How inspiring and liberating an idea! How cheering and hopeful! To think that our lot in life hasn’t been permanently and irrevocably cast, that despite the discouragement of family and church and neighbors and whomever would seek to tether us to our millstones of routine, we are essentially free to make of ourselves whatever we wish – well, that’s a transcendent prospect, indeed.
It’s also vaguely misleading and dangerous.
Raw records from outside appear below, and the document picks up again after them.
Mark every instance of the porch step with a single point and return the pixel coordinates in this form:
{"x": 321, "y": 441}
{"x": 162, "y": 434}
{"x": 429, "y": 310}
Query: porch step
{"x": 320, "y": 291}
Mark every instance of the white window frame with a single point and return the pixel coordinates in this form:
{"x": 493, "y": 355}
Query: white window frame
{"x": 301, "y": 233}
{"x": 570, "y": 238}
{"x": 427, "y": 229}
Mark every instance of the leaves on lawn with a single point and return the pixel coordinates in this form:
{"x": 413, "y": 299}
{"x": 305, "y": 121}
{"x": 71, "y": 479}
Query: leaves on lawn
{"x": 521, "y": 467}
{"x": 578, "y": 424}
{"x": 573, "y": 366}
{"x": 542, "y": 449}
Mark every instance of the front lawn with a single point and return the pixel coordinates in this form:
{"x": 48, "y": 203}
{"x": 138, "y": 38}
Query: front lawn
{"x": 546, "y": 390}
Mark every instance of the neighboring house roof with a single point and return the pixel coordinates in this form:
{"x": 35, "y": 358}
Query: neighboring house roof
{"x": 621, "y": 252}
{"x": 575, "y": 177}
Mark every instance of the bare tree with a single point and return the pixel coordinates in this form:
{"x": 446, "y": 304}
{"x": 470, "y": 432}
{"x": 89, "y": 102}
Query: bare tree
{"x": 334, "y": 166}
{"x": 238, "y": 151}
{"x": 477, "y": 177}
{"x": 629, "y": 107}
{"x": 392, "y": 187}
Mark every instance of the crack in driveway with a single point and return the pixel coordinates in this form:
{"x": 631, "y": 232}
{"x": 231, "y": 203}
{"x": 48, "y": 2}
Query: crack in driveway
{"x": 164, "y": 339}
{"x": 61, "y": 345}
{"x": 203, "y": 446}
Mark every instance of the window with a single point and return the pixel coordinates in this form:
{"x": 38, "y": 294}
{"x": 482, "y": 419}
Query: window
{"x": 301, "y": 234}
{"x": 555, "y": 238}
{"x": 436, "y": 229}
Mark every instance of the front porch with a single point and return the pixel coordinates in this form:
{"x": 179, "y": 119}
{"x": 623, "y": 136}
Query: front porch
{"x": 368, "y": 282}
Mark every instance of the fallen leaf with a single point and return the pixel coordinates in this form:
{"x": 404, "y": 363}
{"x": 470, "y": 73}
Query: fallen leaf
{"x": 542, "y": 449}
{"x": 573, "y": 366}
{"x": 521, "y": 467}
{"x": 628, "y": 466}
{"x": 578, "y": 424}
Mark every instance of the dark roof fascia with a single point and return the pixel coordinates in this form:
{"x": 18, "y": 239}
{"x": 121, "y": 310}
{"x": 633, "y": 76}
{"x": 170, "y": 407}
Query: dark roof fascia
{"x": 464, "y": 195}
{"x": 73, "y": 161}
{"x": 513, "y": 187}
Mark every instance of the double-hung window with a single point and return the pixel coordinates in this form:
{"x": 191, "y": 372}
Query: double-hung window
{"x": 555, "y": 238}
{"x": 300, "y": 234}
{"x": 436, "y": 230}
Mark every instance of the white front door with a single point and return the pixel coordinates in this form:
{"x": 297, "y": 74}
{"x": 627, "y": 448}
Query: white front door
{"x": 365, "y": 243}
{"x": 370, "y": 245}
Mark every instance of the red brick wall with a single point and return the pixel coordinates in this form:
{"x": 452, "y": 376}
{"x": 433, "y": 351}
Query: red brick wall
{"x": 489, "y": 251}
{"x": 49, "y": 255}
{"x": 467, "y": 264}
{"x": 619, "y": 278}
Eliot would have been better off saying it’s never too late to try to be what you might have been. Take me for example: I ended up being a writer and a singer (and some other things); but, let’s say what I fantasize I might have been is the starting center for the Los Angeles Lakers. Or the President of Uganda. Or an astronaut. Never mind that I’m 5’9″, born in America, and wickedly susceptible to motion sickness; according to my refrigerator magnet, it’s not too late to be all I wish for. The truth is, despite the overwhelming odds of any of these conclusions happening, it’s not too late for me to make a wholehearted attempt, no matter how comical and pathetic, to replace Shaquille O’Neal in the post position. Should I fail – and there are more than a few people who predict I will, miserably – at least I’ll have the consolation of knowing it wasn’t too late to discover my real and true destiny.
And that, I think, is the greatest hope of all.